Signature Page to Ninth Amendment and Waiver


DEUTSCHE BANK TRUST COMPANY AMERICAS
By:   /s/ Paul O’Leary
   
Name:   Paul O’Leary
Title:   Vice President
DEUTSCHE BANK TRUST COMPANY AMERICAS
By:   /s/ Omayra Laurella
   
Name:   Omarya Laurella
Title:   Vice President

 

Signature Page to Ninth Amendment and Waiver


Exhibit A

 

1. A newly formed Delaware limited liability company, which is wholly owned by a newly formed Delaware corporation (“IPO Issuer”) will be merged on or about the effective date of the Form S-1 Registration Statement filed by the IPO Issuer and/or MagnaChip Semiconductor LLC with respect to the Initial Public Offering (as defined below), with and into MagnaChip Semiconductor LLC (the “Reverse Merger”), after which MagnaChip Semiconductor LLC will be wholly owned by the IPO Issuer. Neither IPO Issuer nor the merged limited liability company shall have engaged in any other business transactions or assumed any liabilities of other parties, except for obligations of IPO Issuer and such merged limited liability company with respect to the Initial Public Offering. The name of the IPO Issuer is contemplated to be “MagnaChip Semiconductor Corporation.”

 

2. In connection with the Reverse Merger, the common unitholders of MagnaChip Semiconductor LLC will exchange such common units for common stock of the IPO Issuer, and the Series B preferred unitholders of MagnaChip Semiconductor LLC will exchange such Series B preferred units for either common stock or Series B preferred stock of the IPO Issuer.

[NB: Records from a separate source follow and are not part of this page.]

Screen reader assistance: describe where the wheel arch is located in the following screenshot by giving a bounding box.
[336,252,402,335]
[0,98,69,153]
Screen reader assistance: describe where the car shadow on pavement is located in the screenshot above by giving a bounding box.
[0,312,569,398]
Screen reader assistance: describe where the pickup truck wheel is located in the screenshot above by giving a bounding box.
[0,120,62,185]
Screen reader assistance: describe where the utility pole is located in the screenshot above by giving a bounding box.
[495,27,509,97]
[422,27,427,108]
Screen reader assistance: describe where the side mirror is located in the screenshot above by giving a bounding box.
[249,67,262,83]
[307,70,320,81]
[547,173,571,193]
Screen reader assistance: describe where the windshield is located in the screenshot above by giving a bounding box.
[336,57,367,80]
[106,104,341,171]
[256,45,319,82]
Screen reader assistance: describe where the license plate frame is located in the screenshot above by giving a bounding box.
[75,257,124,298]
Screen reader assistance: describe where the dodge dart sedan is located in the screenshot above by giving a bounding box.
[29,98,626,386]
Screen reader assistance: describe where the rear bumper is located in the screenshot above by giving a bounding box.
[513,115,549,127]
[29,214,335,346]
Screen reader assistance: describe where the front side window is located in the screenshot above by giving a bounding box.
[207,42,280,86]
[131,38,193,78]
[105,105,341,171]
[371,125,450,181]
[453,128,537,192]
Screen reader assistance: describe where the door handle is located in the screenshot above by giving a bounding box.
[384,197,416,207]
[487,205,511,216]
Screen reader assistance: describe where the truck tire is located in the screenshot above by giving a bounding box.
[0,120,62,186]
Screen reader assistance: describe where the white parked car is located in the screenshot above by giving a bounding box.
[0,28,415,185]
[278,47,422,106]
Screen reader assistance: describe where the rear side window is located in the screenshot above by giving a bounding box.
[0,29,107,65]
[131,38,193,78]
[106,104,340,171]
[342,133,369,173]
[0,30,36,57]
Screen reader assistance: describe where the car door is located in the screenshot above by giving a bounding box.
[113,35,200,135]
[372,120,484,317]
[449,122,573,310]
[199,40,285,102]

The terms of the Series B preferred stock shall comply with the requirements for Qualified Capital Stock.

 

3. Promptly following the Reverse Merger, the IPO Issuer will consummate a fully underwritten IPO of its common stock (the “Initial Public Offering”) pursuant to which the Loan Parties:

 

  (a) will pay whatever amount is then required (estimated as of the date hereof to be approximately $50 million) to repay all Loans that are due under the Credit Agreement as of the date of the Initial Public Offering;

 

  (b) will pay up to $35 million in incentive payments to all of the employees of the Loan Parties other than their senior vice presidents and those officers ranking above such senior vice presidents;

 

  (c) will pay amounts under the Management Service Agreements (as amended) in connection with the terminations thereof in an amount not to exceed $10 million;

 

  (d) anticipate repurchasing or redeeming all of the outstanding shares of IPO Issuer Series B preferred stock;

 

  (e) anticipate paying the underwriting discount with respect to the Initial Public Offering and the expenses of the offering;

 

  (f) anticipate repurchasing or redeeming for cash a portion of the outstanding Senior Secured Notes and/or Senior Subordinated Notes (collectively, the “Notes Repurchase”); and

 

  (g) anticipate using or reserving from the remaining cash proceeds an amount to be determined by IPO Issuer for working capital purposes of the IPO Issuer and/or the other Loan Parties.